There is a popular notion that the “butterfly effect” describes a climate system that is exceptionally sensitive to very small perturbations. As just one example, a google search turned up the following description of it,

“In the arcane field of chaos theory, there is what scientists call “the butterfly effect,” the popular notion that when a butterfly flaps its wings in Asia the action may eventually alter the course of a tornado in Kansas.” (http://ww2.roanoke.com//politics/32390.html).

Even the scientific community presents this perspective, e.g., see http://www.cmp.caltech.edu/~mcc/chaos_new/Lorenz.html, from which the following text is extracted,

“The ‘Butterfly Effect’, or more technically the “sensitive dependence on initial conditions”, is the essence of chaos……..The “Butterfly Effect” is often ascribed to Lorenz. In a paper in 1963 given to the New York Academy of Sciences he remarks: ‘One meteorologist remarked that if the theory were correct, one flap of a seagull’s wings would be enough to alter the course of the weather forever.’ By the time of his talk at the December 1972 meeting of the American Association for the Advancement of Science in Washington, D.C. the sea gull had evolved into the more poetic butterfly – the title of his talk was ‘Predictability: Does the Flap of a Butterfly’s Wings in Brazil set off a Tornado in Texas?’ In the applet we also see a second incarnation of the Butterfly – the amazing geometric structure discovered by Lorenz in his numerical simulations of three very simple equations that now bear his name.”

The solution of the Lorenz equations from this informative website illustrates the “butterfly” looking field that results. Figure 6 from Tsonis and Elsner (1989) has a particularly clear illustration of the butterfly solution.

This second definition of the butterfly effect is the correct use of the term “butterfly effect.” However, the first usage of the “butterfly effect” in that “when a butterfly flaps its wings in Asia the action may eventually alter the course of a tornado in Kansas” is incorrect. The information from the butterfly is quickly lost on scales close to the size of the butterfly, as the atmosphere is a dissipative system such that only particularly significant powerful forcings, or small climate forcings near a climate transition (but certainly not as small as a butterfly’s flapping winds) can upscale (i.e., teleconnect) to the global scale. Indeed, if we accepted the first definition of the “butterfly effect”, everything that an individual human does on any scale (e.g., brushing your teeth) would be a climate forcing that would influence weather thousands of kilometers away. Of course, that is preposterous.

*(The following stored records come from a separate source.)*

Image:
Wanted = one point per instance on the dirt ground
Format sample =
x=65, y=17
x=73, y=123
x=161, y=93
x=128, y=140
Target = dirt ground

To communicate accurately in climate science, we need to make sure we properly present the significance of Lorenz’s seminal research. There certainly are thresholds (i.e., “tipping points”) that can result in sudden and large changes in climate regimes. This is a characteristic of chaotic nonlinear systems which we discuss for example, in

Pielke, R.A., 1998: Climate prediction as an initial value problem. Bull. Amer. Meteor. Soc., 79, 2743-2746.644.

Zeng, X., R.A. Pielke, and R. Eykholt, 1993: Chaos theory and its applications to the atmosphere. Bull. Amer. Meteor. Soc., 74, 631-644.

Pielke, R.A. and X. Zeng, 1994: Long-term variability of climate. J. Atmos. Sci., 51, 155-159.

Zeng., X. and R.A. Pielke, 1993: What does a low-dimensional weather attractor mean? Phys. Lett. A., 175, 299-304.

The consequences of this chaotic nonlinearity is the ocureence of the concept of critical thresholds which we discuss in Rial, J., R.A. Pielke Sr., M. Beniston, M. Claussen, J. Canadell, P. Cox, H. Held, N. de Noblet-Ducoudre, R. Prinn, J. Reynolds, and J.D. Salas, 2004: Nonlinearities, feedbacks and critical thresholds within the Earth’s climate system. Climatic Change, 65, 11-38.

The flap of a butterfly’s wings, however, while it seeks to capture the concept of the “sensitivity of the climate system to small perturbations of the initial conditions” overstates the true characteristic of the Earth’s climate system.